He snickered at her 'listed' career description and examined the next page of the album. There were several pictures on the double-spreaded page. One held a photo of a group of teenagers with their arms around each other. Harry recognized his dad, mum, Sirius, Praline and Lupin in that order, standing side by side with Peter's head sticking out well behind and above them. Like the other photo, the people in this one caroused with each other; James and Lily seemed to only have eyes for each other and were exchanging small kisses. Praline, Sirius and Lupin were busy tripping each other and taking turns in headlocks. Peter flew out from behind them, the broom he was riding precariously, explaining his sudden height. He zoomed around them once before stopping at the unsuspecting Romeo and sticking a wet, pudgy finger into James's ear.

"Git," Harry muttered.

There was a photo of a teenage Praline with Professor Dumbledore, clearly taken in his office and one of her and Sirius looking slightly awkward and dressed in formal robes.

"Ugh, our first dance.
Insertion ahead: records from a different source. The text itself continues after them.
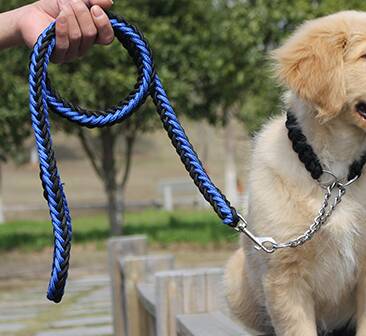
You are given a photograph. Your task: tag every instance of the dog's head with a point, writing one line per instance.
(324, 63)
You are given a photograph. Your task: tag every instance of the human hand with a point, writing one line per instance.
(79, 24)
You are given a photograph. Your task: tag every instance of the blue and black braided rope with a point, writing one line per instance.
(43, 97)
I looked like such a dweeb in that dress. I can't believe we used to dress like that and call it cool."

Harry let out a short bark of laughter. His normally cool, dark godfather was dressed in light baby blue robes that looked more at home on Gilderoy Lockhart than they did on Black. "He's dressed like Lockhart."

"Ha! Merlin's beard, I don't think he'd have wanted me to show you that one. Ah, well," she turned the page and Harry found himself face to face with his Potions master. A young Severus Snape sat under a tree near the school pond and looked mildly annoyed at the camera. Suddenly, Harry saw Snape do something he had no idea he was capable of: he laughed. Not a thin smile or one of his usual venomous snickers he saved for his poor students, but a full-bellied, side-splitting, sincere laugh. He fell over on his side, clutching his middle with skinny pale arms, completely unconscious of any sense of dignity.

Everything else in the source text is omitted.